Furthermore, the everyday routine of Loomis students and faculty was put on hold. Football practices were cancelled, and the healthy students helped harvest vegetables and milk dairy cows.
During the time of abnormality, the faculty emphasized having things for the students to do and “to keep the intellectual spirit going,” Ms. Parsons said.
Even though regular Sunday services were no longer held, informal meetings were held in the Mason social room.
“That’s the only Log article that talks directly and specifically about influenza at school… Maybe there was an emphasis on keeping everything else going. There’s no dramatic article about the impact or how many people got sick or that kind of thing,” Ms. Parsons said.
For Loomis and Windsor, in general, the influenza pandemic was not too overwhelming.
“By the end of September, about three weeks into the flu, 43 students, 5 teachers, and Mr. Batchelder said ‘2 ladies’, whether that’s wives of teachers or female teachers who taught in the girl’s division,” Ms. Parsons said.
Part of this seemingly successful containment seems to be attributed to Loomis’s organization and preparedness.

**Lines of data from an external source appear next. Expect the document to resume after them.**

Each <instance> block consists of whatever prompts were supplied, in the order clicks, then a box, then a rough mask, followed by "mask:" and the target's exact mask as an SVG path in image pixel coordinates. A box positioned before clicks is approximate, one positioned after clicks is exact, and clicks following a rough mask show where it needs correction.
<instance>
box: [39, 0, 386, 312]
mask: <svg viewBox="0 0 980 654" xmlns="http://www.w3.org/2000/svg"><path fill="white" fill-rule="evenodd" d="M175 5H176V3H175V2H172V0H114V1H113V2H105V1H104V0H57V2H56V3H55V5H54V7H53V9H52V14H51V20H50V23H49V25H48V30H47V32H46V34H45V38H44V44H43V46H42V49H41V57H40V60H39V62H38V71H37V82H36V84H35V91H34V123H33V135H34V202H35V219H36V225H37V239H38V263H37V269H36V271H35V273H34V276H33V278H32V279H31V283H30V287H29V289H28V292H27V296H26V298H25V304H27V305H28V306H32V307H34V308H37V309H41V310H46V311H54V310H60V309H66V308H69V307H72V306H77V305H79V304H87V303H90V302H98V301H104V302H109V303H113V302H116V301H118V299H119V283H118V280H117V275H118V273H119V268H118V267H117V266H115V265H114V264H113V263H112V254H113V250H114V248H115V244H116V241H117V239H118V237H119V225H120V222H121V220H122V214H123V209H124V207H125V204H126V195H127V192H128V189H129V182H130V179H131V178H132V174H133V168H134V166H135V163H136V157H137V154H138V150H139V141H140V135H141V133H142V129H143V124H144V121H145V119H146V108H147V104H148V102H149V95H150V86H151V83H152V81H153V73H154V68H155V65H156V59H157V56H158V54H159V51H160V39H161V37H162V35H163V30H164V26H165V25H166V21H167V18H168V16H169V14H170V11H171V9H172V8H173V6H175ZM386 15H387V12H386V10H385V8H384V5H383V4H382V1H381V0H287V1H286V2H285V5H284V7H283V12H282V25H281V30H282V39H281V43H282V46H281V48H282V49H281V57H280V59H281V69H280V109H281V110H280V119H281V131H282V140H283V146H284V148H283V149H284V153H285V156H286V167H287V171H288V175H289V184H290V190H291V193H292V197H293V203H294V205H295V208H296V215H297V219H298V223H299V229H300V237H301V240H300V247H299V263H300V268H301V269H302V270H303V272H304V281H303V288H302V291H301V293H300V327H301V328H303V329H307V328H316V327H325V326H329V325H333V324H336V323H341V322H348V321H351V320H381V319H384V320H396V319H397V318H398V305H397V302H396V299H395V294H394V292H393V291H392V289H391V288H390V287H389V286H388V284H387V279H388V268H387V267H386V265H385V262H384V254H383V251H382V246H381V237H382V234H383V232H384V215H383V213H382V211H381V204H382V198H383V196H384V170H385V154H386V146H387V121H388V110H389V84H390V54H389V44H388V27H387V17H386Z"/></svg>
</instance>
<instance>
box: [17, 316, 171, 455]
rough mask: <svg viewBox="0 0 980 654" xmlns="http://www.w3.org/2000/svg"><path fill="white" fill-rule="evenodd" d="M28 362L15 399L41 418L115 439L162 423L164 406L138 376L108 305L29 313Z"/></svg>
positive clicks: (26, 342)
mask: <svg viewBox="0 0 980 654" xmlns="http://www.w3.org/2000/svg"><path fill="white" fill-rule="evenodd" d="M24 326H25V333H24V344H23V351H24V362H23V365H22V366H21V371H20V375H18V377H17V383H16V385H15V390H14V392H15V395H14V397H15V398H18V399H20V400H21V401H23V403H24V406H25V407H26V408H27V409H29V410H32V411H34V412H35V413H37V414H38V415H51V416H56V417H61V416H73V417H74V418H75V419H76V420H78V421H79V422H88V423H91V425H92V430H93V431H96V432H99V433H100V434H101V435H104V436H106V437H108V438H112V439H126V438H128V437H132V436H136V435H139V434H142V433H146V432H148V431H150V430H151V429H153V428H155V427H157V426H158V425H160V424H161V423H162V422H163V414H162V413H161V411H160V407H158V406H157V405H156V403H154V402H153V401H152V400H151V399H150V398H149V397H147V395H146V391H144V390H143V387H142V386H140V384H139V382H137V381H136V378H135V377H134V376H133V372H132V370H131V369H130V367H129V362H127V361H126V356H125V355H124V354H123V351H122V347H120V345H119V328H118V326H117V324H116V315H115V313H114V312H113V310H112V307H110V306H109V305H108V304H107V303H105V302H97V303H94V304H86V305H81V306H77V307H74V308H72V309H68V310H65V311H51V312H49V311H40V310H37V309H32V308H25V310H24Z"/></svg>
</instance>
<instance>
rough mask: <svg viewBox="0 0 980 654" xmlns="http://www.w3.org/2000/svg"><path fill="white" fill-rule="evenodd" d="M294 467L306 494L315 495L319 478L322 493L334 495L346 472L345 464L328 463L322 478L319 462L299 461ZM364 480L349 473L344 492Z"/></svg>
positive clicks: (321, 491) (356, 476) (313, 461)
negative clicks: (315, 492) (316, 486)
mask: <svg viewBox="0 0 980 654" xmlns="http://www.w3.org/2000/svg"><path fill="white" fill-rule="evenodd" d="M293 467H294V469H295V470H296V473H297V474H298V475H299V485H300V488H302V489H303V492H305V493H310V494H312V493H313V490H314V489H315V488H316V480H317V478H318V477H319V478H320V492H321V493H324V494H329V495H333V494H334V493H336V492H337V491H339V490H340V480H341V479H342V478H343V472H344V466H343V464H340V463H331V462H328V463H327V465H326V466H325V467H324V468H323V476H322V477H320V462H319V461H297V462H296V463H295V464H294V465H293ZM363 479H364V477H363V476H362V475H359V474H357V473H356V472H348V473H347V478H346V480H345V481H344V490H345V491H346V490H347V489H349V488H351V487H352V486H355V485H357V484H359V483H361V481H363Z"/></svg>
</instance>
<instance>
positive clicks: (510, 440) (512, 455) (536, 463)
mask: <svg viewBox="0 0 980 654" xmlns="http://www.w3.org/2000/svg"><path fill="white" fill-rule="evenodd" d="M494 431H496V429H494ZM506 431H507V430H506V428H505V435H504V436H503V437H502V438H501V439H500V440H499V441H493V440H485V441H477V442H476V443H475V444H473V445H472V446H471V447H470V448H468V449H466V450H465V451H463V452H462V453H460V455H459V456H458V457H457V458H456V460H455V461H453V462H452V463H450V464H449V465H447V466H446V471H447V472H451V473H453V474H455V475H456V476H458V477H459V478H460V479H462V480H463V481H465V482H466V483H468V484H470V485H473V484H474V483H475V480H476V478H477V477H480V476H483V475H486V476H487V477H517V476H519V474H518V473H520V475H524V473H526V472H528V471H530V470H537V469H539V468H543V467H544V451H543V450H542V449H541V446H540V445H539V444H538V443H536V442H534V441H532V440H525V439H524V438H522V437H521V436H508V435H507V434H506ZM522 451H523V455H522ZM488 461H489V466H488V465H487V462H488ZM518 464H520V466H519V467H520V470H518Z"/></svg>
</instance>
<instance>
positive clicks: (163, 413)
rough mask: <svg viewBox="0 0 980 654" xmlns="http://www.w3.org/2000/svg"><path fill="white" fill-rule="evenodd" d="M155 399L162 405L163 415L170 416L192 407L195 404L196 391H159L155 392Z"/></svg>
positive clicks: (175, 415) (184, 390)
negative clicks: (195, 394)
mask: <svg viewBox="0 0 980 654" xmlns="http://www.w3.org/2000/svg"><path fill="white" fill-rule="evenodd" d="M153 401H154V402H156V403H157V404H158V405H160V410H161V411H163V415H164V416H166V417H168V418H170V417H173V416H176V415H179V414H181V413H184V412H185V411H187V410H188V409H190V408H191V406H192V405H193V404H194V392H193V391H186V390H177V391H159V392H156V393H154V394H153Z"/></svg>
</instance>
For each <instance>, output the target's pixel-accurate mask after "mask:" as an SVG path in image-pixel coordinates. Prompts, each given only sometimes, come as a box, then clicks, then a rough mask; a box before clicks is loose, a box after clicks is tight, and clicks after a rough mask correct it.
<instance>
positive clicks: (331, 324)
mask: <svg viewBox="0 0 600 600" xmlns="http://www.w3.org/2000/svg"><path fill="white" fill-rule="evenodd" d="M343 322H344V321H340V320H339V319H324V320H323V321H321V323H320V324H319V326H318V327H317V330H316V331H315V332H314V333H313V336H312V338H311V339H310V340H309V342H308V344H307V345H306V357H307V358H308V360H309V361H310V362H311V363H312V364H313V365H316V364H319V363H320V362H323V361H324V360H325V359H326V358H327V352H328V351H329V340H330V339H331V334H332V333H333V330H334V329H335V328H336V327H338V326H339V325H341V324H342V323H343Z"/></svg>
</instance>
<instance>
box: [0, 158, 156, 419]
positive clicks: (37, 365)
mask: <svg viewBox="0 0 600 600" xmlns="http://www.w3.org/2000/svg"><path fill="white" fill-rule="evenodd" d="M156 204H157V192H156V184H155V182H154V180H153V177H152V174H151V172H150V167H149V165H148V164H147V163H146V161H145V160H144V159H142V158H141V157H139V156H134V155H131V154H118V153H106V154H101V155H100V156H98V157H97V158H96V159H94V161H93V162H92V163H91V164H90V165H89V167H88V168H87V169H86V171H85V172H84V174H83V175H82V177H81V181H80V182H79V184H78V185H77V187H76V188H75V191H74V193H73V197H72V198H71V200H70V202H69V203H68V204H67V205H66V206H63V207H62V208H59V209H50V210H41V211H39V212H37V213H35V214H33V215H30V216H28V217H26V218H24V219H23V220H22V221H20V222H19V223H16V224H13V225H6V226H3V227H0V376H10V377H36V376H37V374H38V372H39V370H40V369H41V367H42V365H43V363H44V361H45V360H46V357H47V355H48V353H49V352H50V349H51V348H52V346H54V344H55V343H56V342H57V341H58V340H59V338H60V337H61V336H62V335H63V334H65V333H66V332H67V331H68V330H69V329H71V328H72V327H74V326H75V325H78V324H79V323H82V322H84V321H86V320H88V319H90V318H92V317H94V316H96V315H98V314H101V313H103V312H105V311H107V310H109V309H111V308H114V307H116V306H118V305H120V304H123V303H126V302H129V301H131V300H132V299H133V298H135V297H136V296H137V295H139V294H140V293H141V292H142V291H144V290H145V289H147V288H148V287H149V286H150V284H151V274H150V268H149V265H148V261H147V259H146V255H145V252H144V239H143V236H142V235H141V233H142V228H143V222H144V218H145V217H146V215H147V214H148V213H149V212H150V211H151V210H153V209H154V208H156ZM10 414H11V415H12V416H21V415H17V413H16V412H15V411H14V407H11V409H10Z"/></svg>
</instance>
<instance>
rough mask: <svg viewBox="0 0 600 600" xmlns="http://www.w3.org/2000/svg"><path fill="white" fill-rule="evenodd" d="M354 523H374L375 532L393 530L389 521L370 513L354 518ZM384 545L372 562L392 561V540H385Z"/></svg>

“No one died, and a lot of people were crediting Ms. Edward, the one nurse for the whole school…She’s credited with keeping people really calm. She had a quiet confidence about her. She organized all the cots in the gym. She oversaw the health of all the boys and was encouraging things that look like social distancing… don’t go into the rooms of the boys who are sick and things like that,” Ms. Parsons said.
The current coronavirus pandemic is not the first case where students were sent home early due to a disease outbreak. Earlier in March 1918, there was a pink eye epidemic on campus, and students returned home a week early.
In the late 1990s, there was also an outbreak of the stomach flu, and students left a week early for winter break.
“But this whole term away from school is completely new… That’s why this entire term with remote learning is so different,” Parsons said.
While comparing the coronavirus to past flu pandemics can ease worry, providing somewhat of a guideline for how to react, the impact of COVID-19 is far beyond what the world, and Loomis Chaffee, has ever seen before.